Since the video was released, Mr. Zecler, accustomed to discretion, said he was embarrassed by the storm he rushed into and was wary of being exploited politically.

He has received widespread support from ordinary people, political leaders and celebrities, including the world’s most popular Francophone singer, Aya Nakamura, who tweeted, “Thank you Michel for the cameras and the courage.”

But some far-right media, including those aggressively courted by Macron, have challenged his credibility, emphasizing the criminal record of his youth.

According to the prosecutor, Mr. Zecler had a small amount of 0.5 grams of marijuana in his shoulder bag. Mr. Zecler said he did not smoke and that one of his artists left marijuana in his studio.

After authorities examined the security camera footage, Mr. Zecler was indicted and the officers are now under investigation.

Although clarified, Mr. Zecler said he wants to understand why he was targeted.

“I need to know,” he said, wondering if it was because they saw “a black man who seemed to come from a working-class district of the 17th in a particularly well-off district.”

It turned out that the beating took place half a day after their business partner, Valérie Atlan, uploaded a new anti-violence video with the message “love is stronger than hate”.

After spending the first few years of his life on the French Caribbean island of Martinique, Zecler grew up with his mother and brother in low-rent apartments in Bagneux, a Parisian banlieue or suburb. His mother, a health assistant, often worked at night, and the family always lacked money.

Maybe because they were newcomers and because he was black, his mother always told him to be discreet, ”Mr. Zecler said.

“Don’t notice yourself,” her mother often told her. – We are very discreet.

He kept the advice. “If we invite us to a party, I won’t get up to eat, never the first one,” he said.

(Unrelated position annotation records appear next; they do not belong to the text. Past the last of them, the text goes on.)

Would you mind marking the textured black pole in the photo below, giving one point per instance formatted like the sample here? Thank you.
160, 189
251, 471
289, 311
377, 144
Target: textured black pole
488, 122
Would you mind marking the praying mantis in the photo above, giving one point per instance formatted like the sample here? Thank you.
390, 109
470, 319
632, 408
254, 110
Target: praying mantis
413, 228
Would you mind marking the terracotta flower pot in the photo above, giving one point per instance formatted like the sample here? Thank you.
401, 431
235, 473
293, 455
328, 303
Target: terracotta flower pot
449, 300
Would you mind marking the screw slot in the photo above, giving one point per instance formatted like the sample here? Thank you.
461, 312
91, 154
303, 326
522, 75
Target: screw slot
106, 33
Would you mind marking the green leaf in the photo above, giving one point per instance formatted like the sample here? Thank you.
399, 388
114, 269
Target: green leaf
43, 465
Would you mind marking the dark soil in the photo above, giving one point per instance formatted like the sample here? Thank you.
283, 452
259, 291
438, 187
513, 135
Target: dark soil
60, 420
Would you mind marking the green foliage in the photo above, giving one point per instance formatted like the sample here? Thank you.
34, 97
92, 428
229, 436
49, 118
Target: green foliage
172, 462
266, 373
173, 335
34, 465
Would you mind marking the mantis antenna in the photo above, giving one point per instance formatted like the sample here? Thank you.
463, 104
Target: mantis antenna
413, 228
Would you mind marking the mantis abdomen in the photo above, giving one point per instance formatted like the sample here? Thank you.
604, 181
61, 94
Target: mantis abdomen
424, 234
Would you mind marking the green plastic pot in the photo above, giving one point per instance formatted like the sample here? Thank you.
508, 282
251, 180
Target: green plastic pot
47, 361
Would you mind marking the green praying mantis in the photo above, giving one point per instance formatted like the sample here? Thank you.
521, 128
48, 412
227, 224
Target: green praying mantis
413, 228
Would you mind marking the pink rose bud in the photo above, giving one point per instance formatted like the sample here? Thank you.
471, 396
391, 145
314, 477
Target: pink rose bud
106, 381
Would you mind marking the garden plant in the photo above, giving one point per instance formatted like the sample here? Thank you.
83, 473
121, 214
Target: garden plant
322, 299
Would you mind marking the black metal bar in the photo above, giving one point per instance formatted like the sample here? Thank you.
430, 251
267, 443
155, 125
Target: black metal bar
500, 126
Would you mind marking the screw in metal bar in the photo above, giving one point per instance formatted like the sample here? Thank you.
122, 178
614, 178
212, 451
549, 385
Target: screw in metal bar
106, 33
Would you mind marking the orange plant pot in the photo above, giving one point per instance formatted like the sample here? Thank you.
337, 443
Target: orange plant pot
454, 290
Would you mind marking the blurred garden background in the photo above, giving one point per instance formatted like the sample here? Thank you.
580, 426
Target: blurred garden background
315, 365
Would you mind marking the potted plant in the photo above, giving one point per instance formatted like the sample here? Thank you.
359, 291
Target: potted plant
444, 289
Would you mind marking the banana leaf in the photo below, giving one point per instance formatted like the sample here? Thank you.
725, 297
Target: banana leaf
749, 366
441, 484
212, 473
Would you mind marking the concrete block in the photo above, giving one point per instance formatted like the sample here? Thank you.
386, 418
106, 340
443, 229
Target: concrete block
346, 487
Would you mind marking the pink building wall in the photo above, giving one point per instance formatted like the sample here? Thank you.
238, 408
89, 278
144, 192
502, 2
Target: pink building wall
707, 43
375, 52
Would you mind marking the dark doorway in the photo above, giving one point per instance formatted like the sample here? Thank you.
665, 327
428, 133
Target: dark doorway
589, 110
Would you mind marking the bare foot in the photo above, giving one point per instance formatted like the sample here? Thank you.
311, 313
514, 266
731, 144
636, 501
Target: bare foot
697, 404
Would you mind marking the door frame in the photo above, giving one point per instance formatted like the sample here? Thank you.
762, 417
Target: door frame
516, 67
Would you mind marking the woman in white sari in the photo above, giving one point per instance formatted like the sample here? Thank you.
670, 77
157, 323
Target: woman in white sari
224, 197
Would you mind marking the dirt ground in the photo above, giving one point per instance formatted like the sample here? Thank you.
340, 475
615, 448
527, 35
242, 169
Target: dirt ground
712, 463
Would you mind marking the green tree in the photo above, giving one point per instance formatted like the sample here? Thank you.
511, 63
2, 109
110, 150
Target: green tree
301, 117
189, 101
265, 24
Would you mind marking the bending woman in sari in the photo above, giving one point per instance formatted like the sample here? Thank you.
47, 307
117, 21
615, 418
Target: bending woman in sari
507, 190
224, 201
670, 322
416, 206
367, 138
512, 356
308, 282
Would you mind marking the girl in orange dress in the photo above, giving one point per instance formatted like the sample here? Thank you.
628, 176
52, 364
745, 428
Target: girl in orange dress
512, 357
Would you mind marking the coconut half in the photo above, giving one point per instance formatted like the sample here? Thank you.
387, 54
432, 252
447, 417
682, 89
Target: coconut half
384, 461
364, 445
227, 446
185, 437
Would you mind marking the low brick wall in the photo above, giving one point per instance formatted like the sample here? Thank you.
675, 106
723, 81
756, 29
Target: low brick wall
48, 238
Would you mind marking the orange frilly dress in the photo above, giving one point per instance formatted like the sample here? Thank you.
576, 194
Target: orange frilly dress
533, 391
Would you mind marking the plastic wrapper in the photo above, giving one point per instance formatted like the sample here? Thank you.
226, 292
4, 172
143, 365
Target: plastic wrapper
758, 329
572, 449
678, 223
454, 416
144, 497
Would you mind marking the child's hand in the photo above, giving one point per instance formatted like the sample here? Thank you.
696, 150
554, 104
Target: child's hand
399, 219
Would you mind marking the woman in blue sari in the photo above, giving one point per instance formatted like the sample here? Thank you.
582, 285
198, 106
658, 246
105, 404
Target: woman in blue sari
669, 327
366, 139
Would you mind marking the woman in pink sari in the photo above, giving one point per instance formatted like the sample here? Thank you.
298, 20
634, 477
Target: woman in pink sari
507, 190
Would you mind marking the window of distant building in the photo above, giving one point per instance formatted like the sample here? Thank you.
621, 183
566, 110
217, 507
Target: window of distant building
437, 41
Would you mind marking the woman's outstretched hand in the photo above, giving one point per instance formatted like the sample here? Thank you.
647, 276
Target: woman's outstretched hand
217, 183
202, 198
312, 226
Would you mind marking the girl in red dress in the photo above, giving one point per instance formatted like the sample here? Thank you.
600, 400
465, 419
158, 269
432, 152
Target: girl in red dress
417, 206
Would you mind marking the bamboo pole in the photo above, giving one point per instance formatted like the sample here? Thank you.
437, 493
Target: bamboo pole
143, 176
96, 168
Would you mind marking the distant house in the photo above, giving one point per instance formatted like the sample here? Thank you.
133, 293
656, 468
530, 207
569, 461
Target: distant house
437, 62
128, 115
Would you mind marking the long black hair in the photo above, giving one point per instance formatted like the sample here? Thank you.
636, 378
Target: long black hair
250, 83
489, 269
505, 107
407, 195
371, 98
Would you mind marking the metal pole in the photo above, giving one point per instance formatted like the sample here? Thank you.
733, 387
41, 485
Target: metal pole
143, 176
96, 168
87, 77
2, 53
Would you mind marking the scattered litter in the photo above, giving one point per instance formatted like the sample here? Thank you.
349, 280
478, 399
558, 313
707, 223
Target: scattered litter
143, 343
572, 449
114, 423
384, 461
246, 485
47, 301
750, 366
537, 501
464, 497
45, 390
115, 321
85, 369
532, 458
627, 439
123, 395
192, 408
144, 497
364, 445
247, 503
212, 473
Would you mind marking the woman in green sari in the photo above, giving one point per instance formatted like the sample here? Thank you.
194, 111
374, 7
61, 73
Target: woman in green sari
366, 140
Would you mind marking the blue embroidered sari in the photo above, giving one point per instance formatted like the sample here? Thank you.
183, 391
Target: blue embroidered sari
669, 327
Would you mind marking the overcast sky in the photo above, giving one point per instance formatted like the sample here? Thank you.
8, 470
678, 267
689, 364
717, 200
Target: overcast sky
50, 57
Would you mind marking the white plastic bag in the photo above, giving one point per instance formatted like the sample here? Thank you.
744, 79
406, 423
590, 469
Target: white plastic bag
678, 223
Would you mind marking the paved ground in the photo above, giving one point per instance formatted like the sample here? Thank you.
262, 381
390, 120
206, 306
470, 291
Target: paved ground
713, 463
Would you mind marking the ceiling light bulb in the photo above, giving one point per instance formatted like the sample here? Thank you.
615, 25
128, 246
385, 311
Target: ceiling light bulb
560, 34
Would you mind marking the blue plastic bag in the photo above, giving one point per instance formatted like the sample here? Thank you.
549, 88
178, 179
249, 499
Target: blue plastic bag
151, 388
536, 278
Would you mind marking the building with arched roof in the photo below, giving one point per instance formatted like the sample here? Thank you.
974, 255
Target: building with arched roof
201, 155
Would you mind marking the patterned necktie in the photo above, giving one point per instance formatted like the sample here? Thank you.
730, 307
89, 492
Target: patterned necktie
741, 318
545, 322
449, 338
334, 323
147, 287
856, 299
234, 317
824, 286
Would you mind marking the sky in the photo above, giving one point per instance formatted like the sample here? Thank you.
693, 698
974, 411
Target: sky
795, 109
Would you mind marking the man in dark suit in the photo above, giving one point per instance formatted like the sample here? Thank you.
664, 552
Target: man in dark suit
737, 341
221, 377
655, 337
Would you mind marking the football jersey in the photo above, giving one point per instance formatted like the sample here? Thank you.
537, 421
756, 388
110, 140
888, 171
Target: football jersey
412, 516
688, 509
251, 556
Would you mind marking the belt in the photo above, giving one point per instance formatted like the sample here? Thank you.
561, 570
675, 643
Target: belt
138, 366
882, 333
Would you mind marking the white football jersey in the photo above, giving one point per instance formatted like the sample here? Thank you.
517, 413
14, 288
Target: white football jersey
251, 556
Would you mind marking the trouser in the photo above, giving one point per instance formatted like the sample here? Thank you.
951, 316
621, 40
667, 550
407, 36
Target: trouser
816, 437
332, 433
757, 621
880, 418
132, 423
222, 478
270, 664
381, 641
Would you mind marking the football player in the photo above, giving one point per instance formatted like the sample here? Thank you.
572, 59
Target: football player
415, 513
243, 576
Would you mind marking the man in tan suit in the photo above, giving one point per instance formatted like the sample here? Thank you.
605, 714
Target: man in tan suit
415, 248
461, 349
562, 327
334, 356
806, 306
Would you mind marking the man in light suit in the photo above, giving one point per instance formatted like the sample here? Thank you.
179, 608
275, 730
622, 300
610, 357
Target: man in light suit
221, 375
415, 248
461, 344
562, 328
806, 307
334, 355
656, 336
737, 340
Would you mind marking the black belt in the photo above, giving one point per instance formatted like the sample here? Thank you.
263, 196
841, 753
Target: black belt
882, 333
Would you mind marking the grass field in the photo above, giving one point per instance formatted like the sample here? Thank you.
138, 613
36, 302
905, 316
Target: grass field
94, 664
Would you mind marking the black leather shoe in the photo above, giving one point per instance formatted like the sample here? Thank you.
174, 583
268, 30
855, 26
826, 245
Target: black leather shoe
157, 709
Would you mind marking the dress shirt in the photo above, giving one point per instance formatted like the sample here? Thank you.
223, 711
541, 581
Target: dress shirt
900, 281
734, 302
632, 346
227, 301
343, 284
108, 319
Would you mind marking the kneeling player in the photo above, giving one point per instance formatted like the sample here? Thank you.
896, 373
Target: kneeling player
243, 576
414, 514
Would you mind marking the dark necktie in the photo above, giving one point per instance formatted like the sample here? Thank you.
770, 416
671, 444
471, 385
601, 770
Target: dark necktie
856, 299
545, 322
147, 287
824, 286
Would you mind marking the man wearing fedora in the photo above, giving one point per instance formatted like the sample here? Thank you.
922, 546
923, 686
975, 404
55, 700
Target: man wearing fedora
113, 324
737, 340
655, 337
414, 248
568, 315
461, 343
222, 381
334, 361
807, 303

As a teenager, as he earned the easy money his peers earn in Bagneux, he committed armed robberies, he said, was jailed at the age of 17 and came out at the age of 24.

In the world of rap music, some may have spent their time in prison as badges of honor. But he said he never talked about it, he felt “ashamed.” Seventeen years after his release from prison, he wanted to focus on the company he was building and the success he had gained.

“I left Bagneux and got to 17th place,” he said. “I’m proud of it.”

Olivier Cachin, a journalist specializing in the genre, said Mr. Zecler was “highly respected in the world of rap. He is one of those people in the shadows. Not someone’s face appeared in the newspapers.

Having successfully rebuilt his life, Mr Zecler said he believes in justice and does not want to lose faith in him because of the beating. He didn’t want the young artists he was making to be filled with hatred. He listed the cops as his friends and said he knew there was a lot of good in the force.

“It’s very important,” he said. “Certain elements need to be fixed. But we can’t talk about everyone in one sentence.

Antonella Francini contributed to the research.